So like, on the topic of how to address the rise in glamorizing mental issues, and potentially leaving vulnerable people to think that they have them--this has happened many times in history. But whenever we see this happen, the solution is to stop reporting on the thing and get it out of the public eye, and get licensed therapists in there to study what is happening and find the best care. Basically stop making it trend, and it will fade. Like there are many places that do not report on mass shootings and suicides on the front page of the news and it's because of the risk of copycat behavior, it's pretty real.
I don't know if Tik Tok does that regulation very well, and it may be worth just reporting those accounts that are glamorizing mental illness or that you suspect are feigning it. It would probably be against the TOS to do that sort of thing, because it's against TOS everywhere else. I don't think it would be good to confront it, however, because you don't know really know what they're going through offline. I think a lot of kids role play on tik tok too, so they may not even realize what they're doing is wrong if they know that they are faking it.
And, on the subject of DID--I don't think kids know the history of the disorder. So like MPD comes and goes every so often, and is treated a little differently depending on what Psychology believes at the time. When Satanic Panic hit in the 80's/90's, Multiple Personality Disorder was used as a mechanism to "revive old memories" to prove that Satanic cults were abducting children. Patients went so far to describe these cults they could describe what they looked like. So far, that the FBI even looked into it (and proved this never happened.) It's a fascinating read cuz like I'm too young to remember this, but I'm old enough that I had teachers who warned me about this https://www.garygreenbergonline.com/w/wp-content/uploads/2013/12/Psychiatric_Times_-_When_Psychiatry_Battled_the_Devil_-_2013-12-06.pdf
So the solution was to change the name of MPD to DID, and change the therapy so you had to be a more qualified therapist to diagnose and treat the disorder. They also decided that the disorder wasn't actually proven to reveal real memories. They couldn't even prove that it technically does or doesn't exist, so they just renamed it and that did enough of the job. The disorder virtually disappeared very quickly after that, although it was so heated during the late 80's. Some patients who were incorrectly diagnosed, had to sue their therapists for the incorrect diagnosis and treatment, especially when insurance companies stopped supporting MPD treatments. It was truly a time in history.

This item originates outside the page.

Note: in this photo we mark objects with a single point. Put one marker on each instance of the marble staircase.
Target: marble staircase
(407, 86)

But what's really wild about the human brain is that there were people that legitimately thought they had been abducted by cults. They were sincere. (well maybe not 100% of them, but many were) Like how people danced until they died in medieval France, the brain is really freakin weird, we don't fully understand it, and hysteria can just happen through exposure. As to what the tipping point is, no one knows. But Tik Tok will have to regulate their content in the same way tumblr and other social medias had to regulate their content. Just report it and the accounts will probably either be banned or taken down.